What about you? What practices do you have that help you write?

Sunday, July 27, 2008


I've been realizing this summer, once again, how difficult it is to keep the hedges and fences and weeds from popping up in the subdivisioned area that my writing life has become.

I like being a writer who finds the creative process worms its way into my academic essay writing modes and the things I study academically worm their way into my fiction and creative non-fiction. And so I'm creating this blog in an effort to declare that Robert Frost was being ironic when he said "good fences make good neighbors." I think this even applies to different roles in my own life.

I'm a graduate student who writes a lot of papers. I'm a fiction writer who tends to think in novels--I have several in various stages of completion. And I tend to work on other short things from time to time: creative non-fiction essays, poems, and such. And then there are the journals. I think it's important to let these things bleed into one another and inform each other, while reflecting on the differences.
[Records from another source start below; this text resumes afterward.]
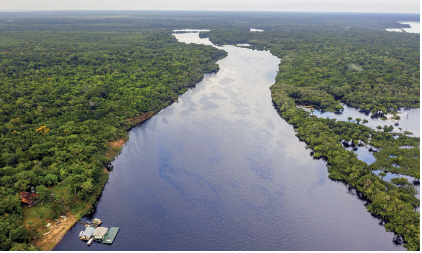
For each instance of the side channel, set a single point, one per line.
(220, 170)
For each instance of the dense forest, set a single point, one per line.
(74, 82)
(65, 96)
(378, 72)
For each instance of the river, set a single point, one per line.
(221, 170)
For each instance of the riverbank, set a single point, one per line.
(53, 235)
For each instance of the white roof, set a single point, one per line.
(88, 232)
(100, 231)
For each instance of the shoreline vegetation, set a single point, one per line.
(68, 102)
(375, 72)
(66, 106)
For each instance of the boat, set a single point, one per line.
(99, 233)
(87, 234)
(110, 235)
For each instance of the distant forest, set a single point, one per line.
(73, 82)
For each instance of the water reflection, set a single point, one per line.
(410, 119)
(220, 170)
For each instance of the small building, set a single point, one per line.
(87, 234)
(99, 233)
(29, 198)
(96, 222)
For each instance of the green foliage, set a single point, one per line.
(66, 95)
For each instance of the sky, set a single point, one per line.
(383, 6)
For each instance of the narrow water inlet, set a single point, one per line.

This virtual space, then, will be a place where I talk about my experiences of and reflections on the writing life, in all its incarnations--to knock down the walls between the various parts of my writerly self. And I want to keep joining the conversation going on among writers and readers--I'm hoping this blog will be another way I can do that.

So why the title? I love T. S. Eliot's poem Four Quartets from which the phrase comes, and it was Eliot, after all, who said "immature poets imitate; great poets steal." So it's an homage as well as a writerly theft. But beyond that, it expresses for me one of the primary tensions of the writing life as well as of life in general.

As a writer, I know it's important for me to do two things: (1) remain still enough to notice, to think, to express, and to be patient to wait once my writings have been sent out in the world to seek their fortune; and (2) keep actively moving in the writing life--to keep my projects moving through the creative process and out into the world.

So here it appearing in a feed reader near you: Still and Still Moving: A New Blog on the Writing Life by Deborah Leiter (Hm, think I've watched too many movie trailers over the years?)